Examples of pharmaceutical preparations Example: capsules

12 kg of the compound according to Example 1 (as hydrochloride) are in a fluidized bed spray granulation apparatus with a solution of 0.25 kg of gelatin in 2.25 kg of water granulated in a known manner. To Mix in 0.8 kg corn starch, 0.1 kg magnesium stearate and 0.05 kg of highly disperse silicon dioxide the mixture is used in an amount of 330 mg each filled in size 0 hard gelatin capsules. A Capsule contains 300 mg of the active substance in the form of the Hydrochloride.

Example: solution for injection

54.8 g of the compound according to Example 1 (as hydrochloride) and 10.285 g of sodium chloride are sequentially in 1.5 liters of water for injections solved. The solution comes with water for injections made up to 2 liters and after mixing Sterile over a membrane filter with a suitable pore size filtered. After that, the solution is aseptic Conditions filled in sterilized ampoules of 2 ml.

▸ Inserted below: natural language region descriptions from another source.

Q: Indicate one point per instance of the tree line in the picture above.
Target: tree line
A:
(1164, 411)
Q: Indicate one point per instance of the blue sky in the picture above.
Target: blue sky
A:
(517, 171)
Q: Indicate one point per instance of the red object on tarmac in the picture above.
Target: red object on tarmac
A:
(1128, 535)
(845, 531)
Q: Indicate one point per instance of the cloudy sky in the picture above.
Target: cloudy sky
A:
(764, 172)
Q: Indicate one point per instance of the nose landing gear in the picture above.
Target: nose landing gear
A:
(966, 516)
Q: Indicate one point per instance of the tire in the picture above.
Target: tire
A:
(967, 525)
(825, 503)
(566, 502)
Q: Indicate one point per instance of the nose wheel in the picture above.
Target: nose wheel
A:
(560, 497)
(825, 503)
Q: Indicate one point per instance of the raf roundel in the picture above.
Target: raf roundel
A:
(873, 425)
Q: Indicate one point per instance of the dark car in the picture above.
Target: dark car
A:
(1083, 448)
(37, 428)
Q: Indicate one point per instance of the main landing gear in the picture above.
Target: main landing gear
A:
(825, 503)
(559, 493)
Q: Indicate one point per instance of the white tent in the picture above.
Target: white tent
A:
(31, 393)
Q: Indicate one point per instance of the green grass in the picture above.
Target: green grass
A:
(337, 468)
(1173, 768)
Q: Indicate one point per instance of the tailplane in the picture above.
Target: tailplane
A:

One ampoule contains 54.8 mg of the active substance in the form of the hydrochloride.

Claims (4)

1. [[[((Tricycloalkylamino-methyl) -2-furanyl] methylthio] ethyl] -2-nitro-1,1-ethenediamines of the general formula wherein
R₁ is a C₆ to C₁₀ tricycloalkyl group,
R₂ is hydrogen or a C₁ to C₆ alkyl group, and
R₃ is hydrogen, a C₁ to C₁₂ alkyl group, a C₃ to C₆ cycloalkyl group, a C₃ to C₆ alkenyl group, a C₃ to C₆ alkynyl group or a methoxyethyl group, and their salts. 2. A process for the preparation of the compounds of general formula I, according to claim 1, characterized in that

• a) a compound of the general formula wherein Y represents a sulfur atom or an oxygen atom and alkyl is a saturated C₁ to C₆ alkyl radical, with a compound of the general formula H-V (III), wherein in the formulas II and III T and V are each different and either the group or the group -NHR₃, where R₁, R₂ and R₃ have the meanings given or
• b) a compound of the general formula with a compound of the general formula implemented, in the formulas IV and V R₁, R₂ and R₃ have the meanings given and Z and U are each different and either a mercapto group or a hydroxyl group, which can also be esterified by a strong organic or inorganic acid, or
• c) in a compound of the general formula wherein R is hydrogen, the radical R₁ or the radical R₂, introduces the radical R₁ and / or the radical R₂, the radicals R₁ and R₂ have the meanings given except hydrogen for R₂ and / or in a compound of the formula VI, in which R₃ Hydrogen is introducing a group that corresponds to the definition of R₃ with the exception of hydrogen or
• d) in a compound of the general formula introduces the group R₁R₂NCH₂- by reaction with a bis-amine of the general formula (R₁R₂N) ₂CH₂ (VIII) or an amine R₁R₂NH in the presence of formaldehyde or a substance providing formaldehyde
  and optionally acylated and / or converted the compounds obtained into the salts

3. Use of a compound of general formula I according to Claim 1 as a drug. 4. Use of a compound of general formula I according to Claim 1 for the treatment of diseases of the stomach and / or the duodenum.